Ovarian hyperstimulation syndrome (OHSS) can develop not only in a patient who is undergoing an in vitro fertilization (IVF) procedure. The disorder is also diagnosed in spontaneous pregnancy, although in such cases the risk of its occurrence is less.

Causes of ovarian hyperstimulation

The exact pathogenesis of the formation of the syndrome is unclear. It is known that the sexual cycle of a woman has several phases. During each period, the production of appropriate hormones is carried out, which ensure the process of growth and development of the follicle. When the oocytes mature, they rupture, and an egg ready for fertilization comes out of them. The fluid in the bubble moves into the pelvic and abdominal cavity, while its amount is insignificant. The cascade of reactions is regulated by substances such as estradiol, progesterone, histamine, and others. These compounds control not only gonadal function but also vascular permeability. It is the increase in the porosity of the veins and arteries that leads to the sweating of fluid outside the bloodstream.

With artificial stimulation of the maturation of the germ cell, a significant violation of physiological processes occurs. To increase a woman's chances of getting pregnant, doctors provoke the maturation of a large number of follicles at the same time. When performing a puncture to stimulate ovulation, a significant increase in vascular permeability and the release of the liquid part of the blood beyond their limits are recorded. A mature oocyte also contains a large number of immune cells that aggravate the course of the disease. There is the development of ascites or dropsy, as well as significant irritation of the peritoneum, which is accompanied by pain. OHSS after puncture develops quite often, but has a different intensity of clinical manifestations.
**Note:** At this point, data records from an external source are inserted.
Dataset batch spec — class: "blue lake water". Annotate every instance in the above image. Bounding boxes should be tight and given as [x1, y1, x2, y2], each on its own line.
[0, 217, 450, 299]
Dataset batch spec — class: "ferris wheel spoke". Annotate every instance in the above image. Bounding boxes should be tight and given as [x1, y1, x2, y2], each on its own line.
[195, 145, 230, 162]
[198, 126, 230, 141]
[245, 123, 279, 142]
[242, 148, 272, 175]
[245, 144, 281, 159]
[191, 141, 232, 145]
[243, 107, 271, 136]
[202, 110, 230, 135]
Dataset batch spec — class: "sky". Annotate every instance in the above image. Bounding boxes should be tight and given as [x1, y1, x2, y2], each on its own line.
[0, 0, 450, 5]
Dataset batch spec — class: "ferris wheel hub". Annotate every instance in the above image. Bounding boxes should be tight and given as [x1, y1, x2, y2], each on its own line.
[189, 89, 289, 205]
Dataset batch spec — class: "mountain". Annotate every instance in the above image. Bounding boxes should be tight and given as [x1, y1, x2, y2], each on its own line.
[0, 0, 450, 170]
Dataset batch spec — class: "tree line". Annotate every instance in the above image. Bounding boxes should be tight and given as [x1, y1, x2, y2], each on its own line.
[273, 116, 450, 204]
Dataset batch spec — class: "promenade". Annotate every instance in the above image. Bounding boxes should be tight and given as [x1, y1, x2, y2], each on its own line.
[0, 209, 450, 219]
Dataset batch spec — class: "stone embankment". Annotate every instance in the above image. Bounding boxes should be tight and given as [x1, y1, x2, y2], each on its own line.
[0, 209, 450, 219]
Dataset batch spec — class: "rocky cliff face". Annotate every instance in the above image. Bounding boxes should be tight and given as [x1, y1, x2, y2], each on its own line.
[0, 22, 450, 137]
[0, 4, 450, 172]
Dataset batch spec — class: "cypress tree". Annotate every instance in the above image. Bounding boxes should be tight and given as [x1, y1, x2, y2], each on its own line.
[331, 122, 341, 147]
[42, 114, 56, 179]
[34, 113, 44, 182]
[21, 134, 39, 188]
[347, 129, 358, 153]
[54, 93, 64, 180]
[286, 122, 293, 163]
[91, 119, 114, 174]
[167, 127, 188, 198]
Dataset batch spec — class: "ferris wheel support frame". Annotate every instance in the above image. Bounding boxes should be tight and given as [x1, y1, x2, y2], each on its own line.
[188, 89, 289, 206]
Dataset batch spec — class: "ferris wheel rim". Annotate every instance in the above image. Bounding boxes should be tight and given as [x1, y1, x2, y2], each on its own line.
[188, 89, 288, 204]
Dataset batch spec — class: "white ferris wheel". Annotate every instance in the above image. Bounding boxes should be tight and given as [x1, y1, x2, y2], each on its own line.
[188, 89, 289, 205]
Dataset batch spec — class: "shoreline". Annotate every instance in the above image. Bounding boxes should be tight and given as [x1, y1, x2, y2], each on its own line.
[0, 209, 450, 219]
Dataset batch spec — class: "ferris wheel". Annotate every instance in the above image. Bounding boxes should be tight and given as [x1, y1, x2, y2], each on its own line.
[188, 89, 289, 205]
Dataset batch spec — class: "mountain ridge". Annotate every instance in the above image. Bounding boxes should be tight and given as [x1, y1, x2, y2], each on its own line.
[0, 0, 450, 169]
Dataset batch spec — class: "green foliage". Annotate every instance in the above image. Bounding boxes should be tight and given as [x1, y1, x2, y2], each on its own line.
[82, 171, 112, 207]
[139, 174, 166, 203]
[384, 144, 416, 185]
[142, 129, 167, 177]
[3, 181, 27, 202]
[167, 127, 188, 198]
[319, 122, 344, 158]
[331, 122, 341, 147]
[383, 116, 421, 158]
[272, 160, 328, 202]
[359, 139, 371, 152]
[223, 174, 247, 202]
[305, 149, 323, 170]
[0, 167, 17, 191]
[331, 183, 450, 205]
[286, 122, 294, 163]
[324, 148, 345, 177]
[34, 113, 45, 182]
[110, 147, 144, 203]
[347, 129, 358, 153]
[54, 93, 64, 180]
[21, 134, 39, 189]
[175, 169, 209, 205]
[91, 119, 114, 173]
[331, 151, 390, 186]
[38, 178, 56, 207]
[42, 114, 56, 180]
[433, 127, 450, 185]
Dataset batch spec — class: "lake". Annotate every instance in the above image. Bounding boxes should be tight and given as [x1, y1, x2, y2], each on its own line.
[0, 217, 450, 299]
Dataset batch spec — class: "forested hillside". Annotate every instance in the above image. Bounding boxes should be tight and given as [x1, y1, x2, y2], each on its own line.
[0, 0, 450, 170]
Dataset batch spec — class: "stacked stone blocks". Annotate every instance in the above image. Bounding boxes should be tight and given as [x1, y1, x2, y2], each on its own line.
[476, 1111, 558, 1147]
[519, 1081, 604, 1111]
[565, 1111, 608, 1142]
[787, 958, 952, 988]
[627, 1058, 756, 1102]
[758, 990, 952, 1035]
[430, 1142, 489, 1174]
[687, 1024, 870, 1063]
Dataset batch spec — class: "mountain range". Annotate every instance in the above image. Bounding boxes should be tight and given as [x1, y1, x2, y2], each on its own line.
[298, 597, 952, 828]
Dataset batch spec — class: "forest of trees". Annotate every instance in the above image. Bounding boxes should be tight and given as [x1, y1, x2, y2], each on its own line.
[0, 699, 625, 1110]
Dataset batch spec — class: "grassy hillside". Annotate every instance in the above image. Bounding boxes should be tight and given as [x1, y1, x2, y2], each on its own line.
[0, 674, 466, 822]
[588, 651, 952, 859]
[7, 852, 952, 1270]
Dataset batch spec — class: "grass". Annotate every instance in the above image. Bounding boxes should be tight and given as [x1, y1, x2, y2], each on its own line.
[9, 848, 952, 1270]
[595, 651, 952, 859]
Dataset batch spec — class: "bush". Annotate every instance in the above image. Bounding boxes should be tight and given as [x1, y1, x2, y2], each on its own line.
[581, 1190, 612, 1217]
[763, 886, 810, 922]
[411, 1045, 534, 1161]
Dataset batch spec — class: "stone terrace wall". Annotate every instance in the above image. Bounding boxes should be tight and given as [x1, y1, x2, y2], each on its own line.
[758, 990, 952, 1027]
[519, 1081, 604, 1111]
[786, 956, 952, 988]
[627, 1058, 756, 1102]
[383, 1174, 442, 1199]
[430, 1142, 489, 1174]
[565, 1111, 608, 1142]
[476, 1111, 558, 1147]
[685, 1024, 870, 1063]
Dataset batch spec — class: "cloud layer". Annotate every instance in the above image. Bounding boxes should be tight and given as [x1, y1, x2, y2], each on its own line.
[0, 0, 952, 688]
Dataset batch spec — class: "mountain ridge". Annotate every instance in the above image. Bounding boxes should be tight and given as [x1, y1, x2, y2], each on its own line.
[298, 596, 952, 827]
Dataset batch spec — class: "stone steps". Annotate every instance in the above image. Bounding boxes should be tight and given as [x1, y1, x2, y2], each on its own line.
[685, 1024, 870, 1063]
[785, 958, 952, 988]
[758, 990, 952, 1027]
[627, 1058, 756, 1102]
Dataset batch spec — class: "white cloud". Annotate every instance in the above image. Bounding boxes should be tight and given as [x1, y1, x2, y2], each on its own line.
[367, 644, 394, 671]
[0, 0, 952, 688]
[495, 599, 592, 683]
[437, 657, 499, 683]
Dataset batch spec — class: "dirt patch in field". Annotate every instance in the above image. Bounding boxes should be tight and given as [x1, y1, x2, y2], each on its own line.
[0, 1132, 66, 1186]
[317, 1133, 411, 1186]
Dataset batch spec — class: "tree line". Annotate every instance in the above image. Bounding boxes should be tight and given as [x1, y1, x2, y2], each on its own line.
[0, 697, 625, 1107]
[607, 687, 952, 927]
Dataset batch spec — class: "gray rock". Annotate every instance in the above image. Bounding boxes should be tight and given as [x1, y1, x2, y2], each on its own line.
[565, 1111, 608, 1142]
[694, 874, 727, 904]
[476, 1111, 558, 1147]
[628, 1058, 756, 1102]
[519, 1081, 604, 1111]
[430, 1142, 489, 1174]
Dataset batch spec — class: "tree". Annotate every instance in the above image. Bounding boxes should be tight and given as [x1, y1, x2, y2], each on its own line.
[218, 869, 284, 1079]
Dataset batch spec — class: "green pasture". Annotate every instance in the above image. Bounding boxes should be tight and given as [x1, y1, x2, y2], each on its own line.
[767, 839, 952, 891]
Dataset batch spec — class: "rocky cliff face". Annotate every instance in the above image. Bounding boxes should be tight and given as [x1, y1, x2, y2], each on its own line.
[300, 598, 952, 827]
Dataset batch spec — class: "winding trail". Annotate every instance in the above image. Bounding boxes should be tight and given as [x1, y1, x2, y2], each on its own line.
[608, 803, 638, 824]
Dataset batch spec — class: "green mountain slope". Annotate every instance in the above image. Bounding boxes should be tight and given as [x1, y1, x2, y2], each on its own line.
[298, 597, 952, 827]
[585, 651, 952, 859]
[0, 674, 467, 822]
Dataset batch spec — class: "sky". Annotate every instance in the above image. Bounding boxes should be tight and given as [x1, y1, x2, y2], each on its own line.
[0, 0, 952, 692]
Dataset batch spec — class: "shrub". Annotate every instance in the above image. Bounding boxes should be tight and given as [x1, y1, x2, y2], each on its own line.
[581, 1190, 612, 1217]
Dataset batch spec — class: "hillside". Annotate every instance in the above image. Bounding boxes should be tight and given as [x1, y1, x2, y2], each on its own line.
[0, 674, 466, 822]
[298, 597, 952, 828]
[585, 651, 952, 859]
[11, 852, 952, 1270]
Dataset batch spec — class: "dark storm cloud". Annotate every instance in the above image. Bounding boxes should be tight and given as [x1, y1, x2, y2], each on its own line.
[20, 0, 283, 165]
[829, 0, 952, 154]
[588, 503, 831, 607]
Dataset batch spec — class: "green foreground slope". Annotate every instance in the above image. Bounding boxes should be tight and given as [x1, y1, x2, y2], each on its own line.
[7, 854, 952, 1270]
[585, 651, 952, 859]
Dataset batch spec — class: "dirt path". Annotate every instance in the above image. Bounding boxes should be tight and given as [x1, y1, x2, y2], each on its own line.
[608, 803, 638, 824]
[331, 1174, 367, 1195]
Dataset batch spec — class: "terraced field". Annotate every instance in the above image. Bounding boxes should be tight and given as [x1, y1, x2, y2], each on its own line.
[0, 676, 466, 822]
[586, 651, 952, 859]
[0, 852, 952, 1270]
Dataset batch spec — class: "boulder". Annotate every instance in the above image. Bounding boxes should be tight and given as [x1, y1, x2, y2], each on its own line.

There are several factors that predispose to the development of ovarian hyperstimulation syndrome:

The woman's age is less than 35 years. In this case, most often the pathology is diagnosed in fair-haired women.
The low body weight of the patient is also associated with a higher risk of developing the problem.
A woman has a history of polycystic ovary syndrome. The diagnosis of this pathology is associated with existing malfunctions in the hormonal system of the body, therefore, artificial stimulation of ovulation is accompanied by even greater disturbances and the development of dangerous consequences.
Patients with high levels of estradiol are also more likely to suffer from pregnancy complications and in vitro fertilization.
Women who are prone to allergies are more prone to this problem. This is due to the supposed active involvement of immune factors such as cytokines, macrophages, and histamine in the pathology.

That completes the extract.